Jeremy Paxman: Sure. You, then, after publishing these apocalyptic predictions, you then retracted them.

James Lovelock: Well, that's my privilege, you see. I'm an independent scientist. I'm not funded by some government department or commercial body or anything like that. If I make a mistake, then I can go public on it. And you have to, because it's only by making mistakes that you can move ahead.

Jeremy Paxman: It follows from that, does it not, that this panel on climate change, which has - as you point out - vested interests involved in it, may be just as likely - or even more likely - to make a mistake.

James Lovelock: Well, that would be a lot of hubris on my part, to say that. But it's possible.

Jeremy Paxman: Now, you are evidently very concerned about the effect of carbon upon the world, and yet you part company with many environmentalists on the question of nuclear power. Do you think - I mean, what's gone wrong with the perception of nuclear power?

James Lovelock: I wish I knew. There - I can offer a suggestion. Nuclear energy is a normal, natural thing for the universe. Our not using it is quite mad. And I think the only reason we don't use it is that we feel - felt quite guilty about using that gift of nuclear energy in wartime, rather than using it as a safe, clean and nearly perfect source of energy. It's safer even than windmills - you can be killed when the blade of a windmill spins off and hits your house or chops your head off.

Jeremy Paxman: And as far as the other great bête noire of environmentalists goes - fracking - where are you on that?

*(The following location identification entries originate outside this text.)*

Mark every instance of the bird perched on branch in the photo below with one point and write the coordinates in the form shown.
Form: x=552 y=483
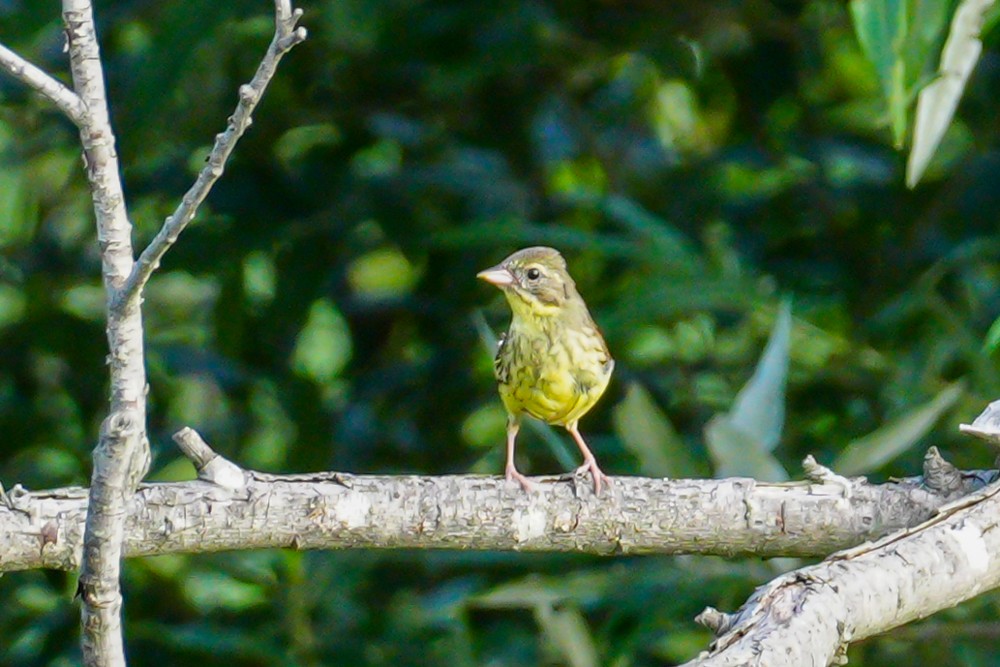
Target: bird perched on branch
x=553 y=363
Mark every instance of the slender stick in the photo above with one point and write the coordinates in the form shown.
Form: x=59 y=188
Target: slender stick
x=65 y=99
x=286 y=36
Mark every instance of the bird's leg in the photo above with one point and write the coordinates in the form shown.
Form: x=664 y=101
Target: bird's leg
x=513 y=424
x=589 y=462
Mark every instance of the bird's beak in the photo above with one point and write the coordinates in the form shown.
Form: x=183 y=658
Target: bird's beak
x=498 y=275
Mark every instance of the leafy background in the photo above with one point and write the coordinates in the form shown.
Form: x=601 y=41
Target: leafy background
x=713 y=171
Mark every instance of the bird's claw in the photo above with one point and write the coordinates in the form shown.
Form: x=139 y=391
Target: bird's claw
x=600 y=478
x=513 y=475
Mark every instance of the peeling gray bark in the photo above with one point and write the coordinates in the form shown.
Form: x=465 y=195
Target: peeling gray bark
x=809 y=616
x=121 y=458
x=332 y=510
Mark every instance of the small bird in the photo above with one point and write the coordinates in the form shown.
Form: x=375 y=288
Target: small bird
x=552 y=363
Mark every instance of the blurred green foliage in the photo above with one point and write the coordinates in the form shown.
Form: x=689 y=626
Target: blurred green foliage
x=695 y=162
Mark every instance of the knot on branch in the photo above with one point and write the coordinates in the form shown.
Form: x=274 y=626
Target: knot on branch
x=718 y=622
x=986 y=426
x=210 y=466
x=939 y=474
x=820 y=473
x=120 y=425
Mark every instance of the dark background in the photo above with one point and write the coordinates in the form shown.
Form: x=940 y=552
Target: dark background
x=695 y=162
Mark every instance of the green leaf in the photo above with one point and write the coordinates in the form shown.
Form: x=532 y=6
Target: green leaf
x=324 y=344
x=647 y=432
x=937 y=102
x=899 y=38
x=736 y=453
x=759 y=409
x=741 y=441
x=568 y=635
x=896 y=436
x=992 y=339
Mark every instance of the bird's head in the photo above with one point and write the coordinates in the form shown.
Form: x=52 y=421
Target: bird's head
x=534 y=280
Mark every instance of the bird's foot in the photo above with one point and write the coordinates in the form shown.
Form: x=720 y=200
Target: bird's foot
x=512 y=474
x=590 y=465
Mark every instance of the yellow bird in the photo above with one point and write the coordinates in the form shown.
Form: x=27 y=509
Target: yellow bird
x=552 y=363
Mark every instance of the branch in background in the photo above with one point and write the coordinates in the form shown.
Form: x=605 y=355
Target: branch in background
x=810 y=616
x=230 y=508
x=65 y=99
x=286 y=36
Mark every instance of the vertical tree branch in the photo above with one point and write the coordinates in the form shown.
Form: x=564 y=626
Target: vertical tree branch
x=122 y=456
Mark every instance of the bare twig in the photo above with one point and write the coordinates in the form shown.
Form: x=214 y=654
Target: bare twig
x=65 y=99
x=286 y=36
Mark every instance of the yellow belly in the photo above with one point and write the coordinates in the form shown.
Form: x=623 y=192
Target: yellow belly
x=557 y=383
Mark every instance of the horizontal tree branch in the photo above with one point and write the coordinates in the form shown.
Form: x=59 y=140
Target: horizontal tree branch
x=810 y=616
x=235 y=509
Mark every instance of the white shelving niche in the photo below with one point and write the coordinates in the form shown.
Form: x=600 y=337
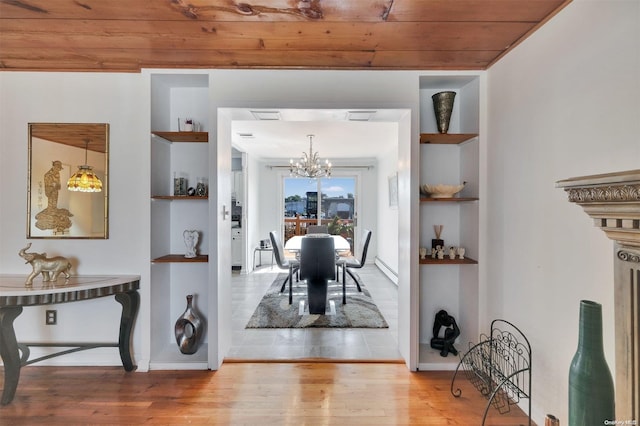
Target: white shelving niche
x=176 y=153
x=453 y=158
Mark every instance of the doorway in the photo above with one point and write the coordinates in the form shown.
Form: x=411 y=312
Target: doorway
x=392 y=160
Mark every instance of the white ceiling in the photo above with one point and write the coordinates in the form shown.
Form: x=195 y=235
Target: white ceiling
x=338 y=133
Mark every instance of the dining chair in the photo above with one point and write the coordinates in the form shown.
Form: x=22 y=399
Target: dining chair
x=317 y=267
x=291 y=264
x=318 y=229
x=354 y=263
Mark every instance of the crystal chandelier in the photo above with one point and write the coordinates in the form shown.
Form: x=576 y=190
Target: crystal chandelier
x=309 y=165
x=84 y=179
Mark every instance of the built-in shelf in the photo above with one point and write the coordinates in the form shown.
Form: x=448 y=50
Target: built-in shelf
x=446 y=261
x=447 y=200
x=179 y=258
x=179 y=197
x=446 y=138
x=184 y=136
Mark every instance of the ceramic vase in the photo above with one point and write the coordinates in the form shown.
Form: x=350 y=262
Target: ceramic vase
x=189 y=329
x=591 y=391
x=443 y=106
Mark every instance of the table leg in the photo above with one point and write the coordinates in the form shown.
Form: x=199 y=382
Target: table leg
x=9 y=352
x=130 y=302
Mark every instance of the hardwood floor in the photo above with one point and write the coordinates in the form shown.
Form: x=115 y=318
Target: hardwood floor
x=302 y=393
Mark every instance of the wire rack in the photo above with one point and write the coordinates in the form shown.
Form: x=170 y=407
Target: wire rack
x=499 y=367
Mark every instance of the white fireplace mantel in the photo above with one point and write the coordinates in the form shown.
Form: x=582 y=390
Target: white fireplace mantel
x=613 y=201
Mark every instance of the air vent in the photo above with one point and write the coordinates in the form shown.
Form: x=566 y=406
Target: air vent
x=360 y=115
x=266 y=115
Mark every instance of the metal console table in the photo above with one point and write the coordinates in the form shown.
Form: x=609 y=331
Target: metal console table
x=14 y=296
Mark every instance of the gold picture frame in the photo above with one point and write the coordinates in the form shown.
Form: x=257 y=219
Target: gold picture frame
x=58 y=151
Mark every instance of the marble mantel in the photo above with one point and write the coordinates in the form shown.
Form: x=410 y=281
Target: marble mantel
x=612 y=200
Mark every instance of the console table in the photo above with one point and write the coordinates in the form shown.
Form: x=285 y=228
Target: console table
x=14 y=296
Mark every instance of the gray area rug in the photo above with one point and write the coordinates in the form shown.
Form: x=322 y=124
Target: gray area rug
x=274 y=310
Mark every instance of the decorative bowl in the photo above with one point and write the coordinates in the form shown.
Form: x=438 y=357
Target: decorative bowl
x=441 y=190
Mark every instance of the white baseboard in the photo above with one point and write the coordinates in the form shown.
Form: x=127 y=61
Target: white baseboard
x=390 y=273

James Lovelock: Well, I think it's an awful word. [Laughs.] The guy that thought of it should have realised that it's just the kind of word that will stir up a lot of fuss. Er, but leaving that aside, I'm fairly neutral about fracking. I think we in Britain may be forced to use it, because we won't have any other easily available sources of electricity, other than burning methane.

Jeremy Paxman: You don't worry, though, about the collateral - potential collateral consequences that are said to flow from fracking, for example water-course pollution and the rest of it?

James Lovelock: I do. I don't altogether like it. But we may have no option but to use fracking as our source, because nothing, I can imagine, is much worse, environmentally, than a sudden cessation of electricity supplies. Just imagine London without any - as a society, we'd fall apart in a relatively short space of time.